I was flying with my new instrument, the Naviter Oudie, that I had picked up from Jorge months ago, never having a decent day to fly with it. Well that thing is smarter than me. While we are pretty sure there are no Class D airspace restrictions on Sunday, my instrument told me when I was in the airspace circle or above the ceiling of 2500 feet. While I always knew that you had to stay high above Haiku Stairs to stay out of the airspace, I found that you have to pretty much pin yourself against the ridge on the Temple Valley side. Really challenging to avoid, if you choose to do so, or if you even care about those things. [Editor's note: we officially care about those things.]

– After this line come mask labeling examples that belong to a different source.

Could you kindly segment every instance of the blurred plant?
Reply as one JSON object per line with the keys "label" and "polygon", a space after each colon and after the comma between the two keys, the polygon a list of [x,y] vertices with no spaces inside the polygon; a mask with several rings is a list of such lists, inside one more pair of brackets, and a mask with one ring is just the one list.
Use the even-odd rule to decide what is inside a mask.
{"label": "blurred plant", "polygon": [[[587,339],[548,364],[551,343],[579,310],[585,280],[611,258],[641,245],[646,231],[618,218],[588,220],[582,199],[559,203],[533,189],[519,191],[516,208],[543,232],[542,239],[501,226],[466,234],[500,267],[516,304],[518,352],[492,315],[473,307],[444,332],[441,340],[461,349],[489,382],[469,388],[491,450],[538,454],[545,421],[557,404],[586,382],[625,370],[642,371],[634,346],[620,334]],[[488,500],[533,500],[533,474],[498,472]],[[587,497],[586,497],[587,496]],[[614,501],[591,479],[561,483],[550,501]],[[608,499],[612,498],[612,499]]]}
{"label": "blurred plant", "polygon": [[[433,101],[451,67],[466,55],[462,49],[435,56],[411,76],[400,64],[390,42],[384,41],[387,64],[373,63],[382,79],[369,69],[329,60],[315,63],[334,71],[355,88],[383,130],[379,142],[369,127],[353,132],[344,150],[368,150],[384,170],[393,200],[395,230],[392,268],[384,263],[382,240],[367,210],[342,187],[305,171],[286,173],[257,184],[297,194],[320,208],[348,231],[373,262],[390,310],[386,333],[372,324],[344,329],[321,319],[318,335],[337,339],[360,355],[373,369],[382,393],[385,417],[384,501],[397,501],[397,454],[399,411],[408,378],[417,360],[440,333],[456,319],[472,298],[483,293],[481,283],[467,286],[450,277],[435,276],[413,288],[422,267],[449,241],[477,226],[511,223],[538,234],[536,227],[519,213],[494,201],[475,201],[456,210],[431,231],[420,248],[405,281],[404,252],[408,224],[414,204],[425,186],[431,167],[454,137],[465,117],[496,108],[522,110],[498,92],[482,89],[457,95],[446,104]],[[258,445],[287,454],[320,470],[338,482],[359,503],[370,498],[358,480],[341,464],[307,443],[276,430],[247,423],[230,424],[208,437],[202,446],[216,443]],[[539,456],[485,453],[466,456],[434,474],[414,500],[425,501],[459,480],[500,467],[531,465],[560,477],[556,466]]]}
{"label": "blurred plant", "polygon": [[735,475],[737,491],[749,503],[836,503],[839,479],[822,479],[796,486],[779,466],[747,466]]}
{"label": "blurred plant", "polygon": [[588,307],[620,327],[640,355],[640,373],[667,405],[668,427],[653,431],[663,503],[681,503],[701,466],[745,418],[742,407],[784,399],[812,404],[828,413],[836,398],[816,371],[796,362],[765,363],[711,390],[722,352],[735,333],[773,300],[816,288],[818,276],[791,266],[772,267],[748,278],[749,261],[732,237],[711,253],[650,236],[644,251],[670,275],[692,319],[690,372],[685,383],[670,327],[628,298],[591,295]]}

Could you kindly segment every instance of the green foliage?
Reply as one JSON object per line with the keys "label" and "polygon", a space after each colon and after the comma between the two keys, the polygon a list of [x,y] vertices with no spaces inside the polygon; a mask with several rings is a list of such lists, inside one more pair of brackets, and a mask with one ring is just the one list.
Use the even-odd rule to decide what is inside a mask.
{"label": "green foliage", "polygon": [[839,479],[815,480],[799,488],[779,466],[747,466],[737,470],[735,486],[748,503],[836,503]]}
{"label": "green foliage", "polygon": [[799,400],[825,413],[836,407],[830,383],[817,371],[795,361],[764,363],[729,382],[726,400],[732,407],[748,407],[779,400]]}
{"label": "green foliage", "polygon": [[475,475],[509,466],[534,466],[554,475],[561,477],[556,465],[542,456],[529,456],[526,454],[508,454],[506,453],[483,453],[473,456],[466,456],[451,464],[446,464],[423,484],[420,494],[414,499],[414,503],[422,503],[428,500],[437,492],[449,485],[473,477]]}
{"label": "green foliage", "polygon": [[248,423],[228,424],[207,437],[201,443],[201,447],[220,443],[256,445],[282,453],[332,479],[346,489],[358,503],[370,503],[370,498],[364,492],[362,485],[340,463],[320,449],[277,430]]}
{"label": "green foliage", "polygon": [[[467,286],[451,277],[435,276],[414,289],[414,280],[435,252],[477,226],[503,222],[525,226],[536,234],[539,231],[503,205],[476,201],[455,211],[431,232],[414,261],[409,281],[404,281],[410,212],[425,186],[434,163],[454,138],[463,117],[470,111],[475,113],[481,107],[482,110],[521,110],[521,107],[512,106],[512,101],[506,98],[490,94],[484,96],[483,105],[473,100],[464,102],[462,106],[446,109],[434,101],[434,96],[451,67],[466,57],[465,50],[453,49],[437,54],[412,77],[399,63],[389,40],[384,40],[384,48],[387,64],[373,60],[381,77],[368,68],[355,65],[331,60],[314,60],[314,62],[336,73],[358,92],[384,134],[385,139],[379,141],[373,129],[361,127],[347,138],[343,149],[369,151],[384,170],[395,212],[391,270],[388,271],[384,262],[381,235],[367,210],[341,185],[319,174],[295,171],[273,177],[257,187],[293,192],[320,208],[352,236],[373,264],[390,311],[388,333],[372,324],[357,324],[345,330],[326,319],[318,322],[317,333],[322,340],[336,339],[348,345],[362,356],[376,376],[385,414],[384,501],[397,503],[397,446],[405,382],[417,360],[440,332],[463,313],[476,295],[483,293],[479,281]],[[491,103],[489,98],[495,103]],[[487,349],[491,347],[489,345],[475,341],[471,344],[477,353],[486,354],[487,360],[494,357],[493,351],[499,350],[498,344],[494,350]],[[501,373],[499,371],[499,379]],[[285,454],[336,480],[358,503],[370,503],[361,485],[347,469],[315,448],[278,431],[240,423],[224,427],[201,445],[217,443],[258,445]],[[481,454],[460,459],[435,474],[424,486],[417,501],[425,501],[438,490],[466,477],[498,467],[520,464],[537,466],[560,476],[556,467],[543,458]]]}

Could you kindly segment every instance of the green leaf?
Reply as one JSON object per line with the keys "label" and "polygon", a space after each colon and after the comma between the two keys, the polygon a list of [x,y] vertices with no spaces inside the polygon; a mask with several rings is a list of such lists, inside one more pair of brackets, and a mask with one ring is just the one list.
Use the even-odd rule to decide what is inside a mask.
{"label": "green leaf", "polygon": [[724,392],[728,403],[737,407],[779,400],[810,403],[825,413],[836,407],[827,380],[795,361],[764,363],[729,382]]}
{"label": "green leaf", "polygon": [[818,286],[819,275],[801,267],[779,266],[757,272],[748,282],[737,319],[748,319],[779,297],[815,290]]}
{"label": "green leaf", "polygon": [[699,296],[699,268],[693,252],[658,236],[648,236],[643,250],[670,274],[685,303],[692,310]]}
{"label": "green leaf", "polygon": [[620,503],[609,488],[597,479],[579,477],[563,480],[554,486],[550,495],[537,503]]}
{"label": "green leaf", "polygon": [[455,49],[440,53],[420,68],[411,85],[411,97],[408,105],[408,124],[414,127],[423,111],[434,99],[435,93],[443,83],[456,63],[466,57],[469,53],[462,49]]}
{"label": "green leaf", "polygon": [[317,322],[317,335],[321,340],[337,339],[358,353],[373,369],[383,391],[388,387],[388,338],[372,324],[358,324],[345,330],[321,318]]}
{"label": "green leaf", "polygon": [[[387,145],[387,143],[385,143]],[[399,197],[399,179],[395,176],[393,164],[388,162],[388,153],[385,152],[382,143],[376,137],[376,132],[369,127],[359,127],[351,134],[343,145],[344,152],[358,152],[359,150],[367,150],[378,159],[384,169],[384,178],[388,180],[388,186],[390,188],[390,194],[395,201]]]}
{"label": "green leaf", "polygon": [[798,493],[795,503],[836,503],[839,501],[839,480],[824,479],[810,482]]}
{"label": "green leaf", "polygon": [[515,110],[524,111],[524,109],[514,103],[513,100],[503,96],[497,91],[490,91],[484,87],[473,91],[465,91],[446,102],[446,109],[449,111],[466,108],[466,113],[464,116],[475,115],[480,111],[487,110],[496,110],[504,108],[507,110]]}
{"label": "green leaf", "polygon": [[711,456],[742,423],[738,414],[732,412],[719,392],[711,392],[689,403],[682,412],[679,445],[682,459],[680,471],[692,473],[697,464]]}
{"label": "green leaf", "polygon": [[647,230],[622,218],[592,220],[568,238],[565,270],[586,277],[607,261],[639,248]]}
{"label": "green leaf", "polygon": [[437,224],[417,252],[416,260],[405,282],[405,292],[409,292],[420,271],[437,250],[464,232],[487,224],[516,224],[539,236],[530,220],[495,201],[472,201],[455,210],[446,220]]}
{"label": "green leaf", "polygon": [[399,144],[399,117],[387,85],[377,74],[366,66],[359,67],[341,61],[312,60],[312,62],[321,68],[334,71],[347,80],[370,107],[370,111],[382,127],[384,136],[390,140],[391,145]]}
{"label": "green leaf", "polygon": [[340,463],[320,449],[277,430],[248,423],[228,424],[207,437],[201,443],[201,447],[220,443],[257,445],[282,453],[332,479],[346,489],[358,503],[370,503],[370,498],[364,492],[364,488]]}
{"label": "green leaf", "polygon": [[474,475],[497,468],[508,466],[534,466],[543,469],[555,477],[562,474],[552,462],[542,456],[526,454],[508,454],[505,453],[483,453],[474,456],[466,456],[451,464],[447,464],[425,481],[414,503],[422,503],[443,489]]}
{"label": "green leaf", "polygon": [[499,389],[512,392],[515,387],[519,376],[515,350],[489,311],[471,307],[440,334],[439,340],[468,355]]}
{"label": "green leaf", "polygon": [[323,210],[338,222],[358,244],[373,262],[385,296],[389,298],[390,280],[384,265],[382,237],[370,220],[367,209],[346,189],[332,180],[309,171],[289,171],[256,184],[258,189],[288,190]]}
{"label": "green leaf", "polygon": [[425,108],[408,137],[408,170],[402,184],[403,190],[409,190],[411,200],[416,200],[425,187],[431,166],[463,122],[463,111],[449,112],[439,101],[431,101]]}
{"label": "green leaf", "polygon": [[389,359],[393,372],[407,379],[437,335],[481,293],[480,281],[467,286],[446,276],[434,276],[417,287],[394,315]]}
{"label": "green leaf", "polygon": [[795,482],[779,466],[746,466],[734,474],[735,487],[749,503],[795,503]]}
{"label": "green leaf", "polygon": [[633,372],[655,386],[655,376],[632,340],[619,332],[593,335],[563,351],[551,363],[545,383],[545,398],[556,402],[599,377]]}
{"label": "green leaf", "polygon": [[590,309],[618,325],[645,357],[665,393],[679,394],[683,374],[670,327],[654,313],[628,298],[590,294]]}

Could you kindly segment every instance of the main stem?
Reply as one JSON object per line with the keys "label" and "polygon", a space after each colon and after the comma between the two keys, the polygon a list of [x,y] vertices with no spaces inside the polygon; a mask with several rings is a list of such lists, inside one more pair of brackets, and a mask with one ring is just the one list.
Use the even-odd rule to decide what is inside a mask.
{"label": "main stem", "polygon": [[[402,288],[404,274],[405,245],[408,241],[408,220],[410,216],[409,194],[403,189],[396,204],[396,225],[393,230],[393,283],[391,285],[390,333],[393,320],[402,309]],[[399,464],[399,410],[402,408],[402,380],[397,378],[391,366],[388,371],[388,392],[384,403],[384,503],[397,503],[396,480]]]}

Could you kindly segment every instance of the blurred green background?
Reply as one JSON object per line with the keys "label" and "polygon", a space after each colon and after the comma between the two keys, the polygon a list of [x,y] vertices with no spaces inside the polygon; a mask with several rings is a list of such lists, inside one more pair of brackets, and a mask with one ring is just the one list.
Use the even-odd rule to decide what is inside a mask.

By Waiahole, the lift was sparser, and Alex and the gang were catching up. I headed over behind the Pyramid, thinking I might slide through Boogaland, but the clouds were lower and mist was falling, and I was bucking the north wind going into Tiger country. So I turned around to head back and met up with Alex. He was still headed my way so I turned again to give Boogas another look. But again the mist was falling and the north wind was in my face, so I turned back to Makapuu for good. There was a lot of chatter on the radio about pilots being cold and having to pee, which inspired me to pee from my pod for the first time. It actually worked really well in the smooth air, with minimal splatter; I was now warmer and ready for more. I guess everyone headed back at the same time, because where there had been at least a dozen pilots following behind me on the ridge, I passed no one on the way back. From the Pali on, I was into the speedbar. It is cool how much faster the return often is, with a bit of north wind, and knowing where all the day's lift is to be found.
When I returned to Makapuu, Kim called to tell me she was waiting for me. The whole day I was trying to throw hints that she should just head home and leave me to my 'slight' flying addiction. It was only 4 pm, and I was thinking I might sneak in an additional Pyramid and back speed run in the two hours before dark, which in the XC league would give me a respectable 80 mile flight. But the wife and the large party at the LZ drew me in, and I headed in for a beer and hijinks with flying friends.
There were many stories of the day: Maui Tim ended up in Maunawili at the golf course; JK went the Olomana way and spent 45 minutes scratching to get up; Gaza was flying far and freezing in his M6. The stories were flying as well as the beer bottles.
Great fun! I can't wait for more days like this.
Monday was reportedly great: Slacker flew to the Mac Farm, and Thom flew to Punaluu and back to land at Kahana, both flights starting from Makapuu. The eastside XCers are getting fired up after a long layoff. It is already a better year than 2015.